# Adventures in Whoreland (not sexual)( Language Warning)



## Stephanie Jones (Feb 1, 2011)

I can’t lie; a large part of me wants to be a reckless, carefree whore. I know how to protect myself and make sure I don’t get pregnant or catch some form of the clap or whatever, but essentially I kind of want to be a whore for a while, try it out, see if it fits. I was eating lunch yesterday and decided that I would have to figure out some way to become a whore, but still retain the general respect level from my peers. My friend Suzy said she thought it was a great idea to experiment with sexual liberation. I did a little research. It seems that whores nearly always end up being spotted in a crowd, they are never let off the hook as guys are, and whores seem to be kind of stupid or at least come off as being stupid, with the exception of Suzy. The other aspect of being a whore of sorts, which interests me, is the emotional detachment that seems to come with being a whore. Suzy seems so pleased with her lineup of potential catches and never seems to be concerned about the ramifications of her actions. Self-satisfaction is paramount and I would like to think that I can achieve that level of removal from emotions and attachment to others. I have decided to take a social-documentary approach to my transformation and have committed to write down my changes. I have set a timeline of one month for complete whore-formation to ensue and have several people monitoring my actions to make sure I don’t end up on the evening news. So, here goes nothing.



Day 1

I decided to try and dress more appropriately with some whore daytime wear. I purchased the same low v-neck sweater in seven different colors, two pairs of skinny jeans and two pairs of stiletto heels. My local Macy’s junior department seems to cater to the inner whore in its target demographic and I was able to score some major deals. I left Macy’s and went to Target for some siren makeup. The check out girl never raised an eyebrow at my fire hydrant red lipstick, rouge, or false eyelashes with diamonds on the tips. I also purchased Cosmopolitan – for the inner whore, Red Book – for the aging whore, Oprah – for the whore needing to be empowered and Cooking Light – to keep up a whore-tastic body. Being a whore is turning out to be kind of exciting, but expensive. When I got home I watched a couple hours of Discovery channel; it was a show about predators and prey. I hope after I master being a whore I can move up to being a Gold-Digger. Fingers crossed!



Day 2

I dressed in my black v-neck sweater, dark wash skinny jeans, stilettos and said a quick prayer and thanks to Billy Blanks and Denise Richards for giving me a fantastic body and headed out to the club after creating a Texas sized gaggle of curls in my hair. Some friends were gathering for post work drinks and dancing and I felt like the number of judgmental eyes would be most helpful in my first whore experiment. On the way to the bar I did have some trouble with my false eyelashes, they kept impairing my vision and I nearly ripped them off a mile away from my house, but I had to remind myself of my goal, so I drove really slowly, and it took me twice as long to get there as it should have. Upon arriving, I received several peculiar looks from those “in the loop”; I suppose they didn’t think I was serious. This is what’s wrong with people today! They never take other people seriously. When Jerry from accounting said that he was going to rape the firm for all he could before he quit, people just laughed and said, “You’re funny Jerry!” When Jerry was arrested for stealing nearly $40,000 two weeks after his “joke”, those same people stood around like flamingos holding coffee cups, parroting, “I just never guessed Jerry would do something like that, how sad!” Fools.
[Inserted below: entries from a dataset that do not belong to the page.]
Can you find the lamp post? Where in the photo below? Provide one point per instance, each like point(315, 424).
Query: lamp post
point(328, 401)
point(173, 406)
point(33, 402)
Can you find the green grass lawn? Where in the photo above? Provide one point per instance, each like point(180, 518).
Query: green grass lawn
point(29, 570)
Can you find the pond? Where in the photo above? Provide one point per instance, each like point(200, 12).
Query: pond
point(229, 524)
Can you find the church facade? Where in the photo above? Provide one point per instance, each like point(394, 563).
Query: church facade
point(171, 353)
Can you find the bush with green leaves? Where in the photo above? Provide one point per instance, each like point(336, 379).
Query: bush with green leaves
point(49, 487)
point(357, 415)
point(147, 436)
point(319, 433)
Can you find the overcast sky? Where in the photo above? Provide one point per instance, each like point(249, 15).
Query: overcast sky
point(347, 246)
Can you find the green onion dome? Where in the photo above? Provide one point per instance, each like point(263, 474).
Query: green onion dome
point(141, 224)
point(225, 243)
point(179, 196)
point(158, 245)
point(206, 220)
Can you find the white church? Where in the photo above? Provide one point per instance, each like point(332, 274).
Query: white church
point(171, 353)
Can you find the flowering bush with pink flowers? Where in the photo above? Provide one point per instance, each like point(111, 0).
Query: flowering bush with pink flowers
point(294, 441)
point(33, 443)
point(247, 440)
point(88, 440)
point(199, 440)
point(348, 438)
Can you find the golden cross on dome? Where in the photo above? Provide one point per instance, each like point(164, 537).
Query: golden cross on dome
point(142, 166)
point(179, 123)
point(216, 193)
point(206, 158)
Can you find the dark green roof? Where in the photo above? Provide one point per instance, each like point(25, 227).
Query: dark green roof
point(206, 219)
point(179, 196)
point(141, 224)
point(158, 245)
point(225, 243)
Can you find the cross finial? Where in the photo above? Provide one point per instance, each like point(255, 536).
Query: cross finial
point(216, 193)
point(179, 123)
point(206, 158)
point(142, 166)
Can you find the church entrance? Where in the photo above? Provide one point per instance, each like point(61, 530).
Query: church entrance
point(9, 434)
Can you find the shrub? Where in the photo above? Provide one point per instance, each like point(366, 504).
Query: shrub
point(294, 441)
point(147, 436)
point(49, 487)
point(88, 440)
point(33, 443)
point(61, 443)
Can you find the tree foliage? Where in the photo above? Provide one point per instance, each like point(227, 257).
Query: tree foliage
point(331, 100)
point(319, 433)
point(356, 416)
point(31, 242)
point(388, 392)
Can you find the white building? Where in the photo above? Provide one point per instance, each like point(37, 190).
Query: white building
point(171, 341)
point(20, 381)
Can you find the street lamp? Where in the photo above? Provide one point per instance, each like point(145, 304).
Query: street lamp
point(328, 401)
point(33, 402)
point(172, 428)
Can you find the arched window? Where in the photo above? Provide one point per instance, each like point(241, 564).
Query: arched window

Remembering the narrator of the program I watched last night, I looked around the room for my first…subject. I caught the eye of a business casual type guy. I say business casual because he was dressed with the standard starched shirt and dress slacks, but he threw a blazer on, to help people understand that he’s not as uptight as his shirt-slack combo suggests, and given the physical space and a bottle of wine, would break out doing the worm on the dance floor unprompted. Walking in really tight jeans and stilettos is kind of hard, because you are literally on stilts, but you aren’t allowed proper balancing movement due to the unyielding stretch of your jeans. After a couple well thought out foot placements I was able to make it to my target.



“Hey, can I buy you a drink?” he asked, eyeing me like a well constructed stock portfolio.

“Sure, I’d enjoy an Appletini, thanks” I blinked several times. I would have rather had a cold beer, but I wanted to seem fragile and dainty.

Flagging the cocktail waitress down he ordered two drinks for us each and asked her to bring them, as we were half done with the then current drink. Wow, how considerate and demanding I thought, so I tossed my hair over my shoulder and blinked a bunch more to show him my appreciation.

            By the way, this guy was super-dull, all he wanted to talk about was how awesome he was and some other things about shit I could care less about. He kept touching my arm and I ended up forcing myself to not yank it back in revulsion. Being a whore is tough work! About three drinks in, he asked me if I wanted to go somewhere quieter so we could get to know each other better. I didn’t know what to do because my natural response would be to say no, so I blinked seven times and smiled really big and excused myself to the restroom. I saw my friends at a table that was the same direction as the bathrooms and stopped by to take my shoes off and rub my feet as well as update them to my status. Susie, a lobby receptionist, who I am certain, was inducted into the Whore Hall of Fame years ago suggested I “totally go home with him” because, “you know, he looks like he has a nice sized package”. She lent me her lipstick taser, which doubled as a flashlight and helped me reposition my left eyelash, which had loosened because of all my fierce blinking.

            I made it back to the table where Blazer Guy was closing out his tab. He looked up and I managed to spread a smile across my face that felt like pulling two magnets apart.

“I’m ready” I squeaked.

“Fantastic, you look so hot!” then he actually growled. Like the animals on the show I watched last night.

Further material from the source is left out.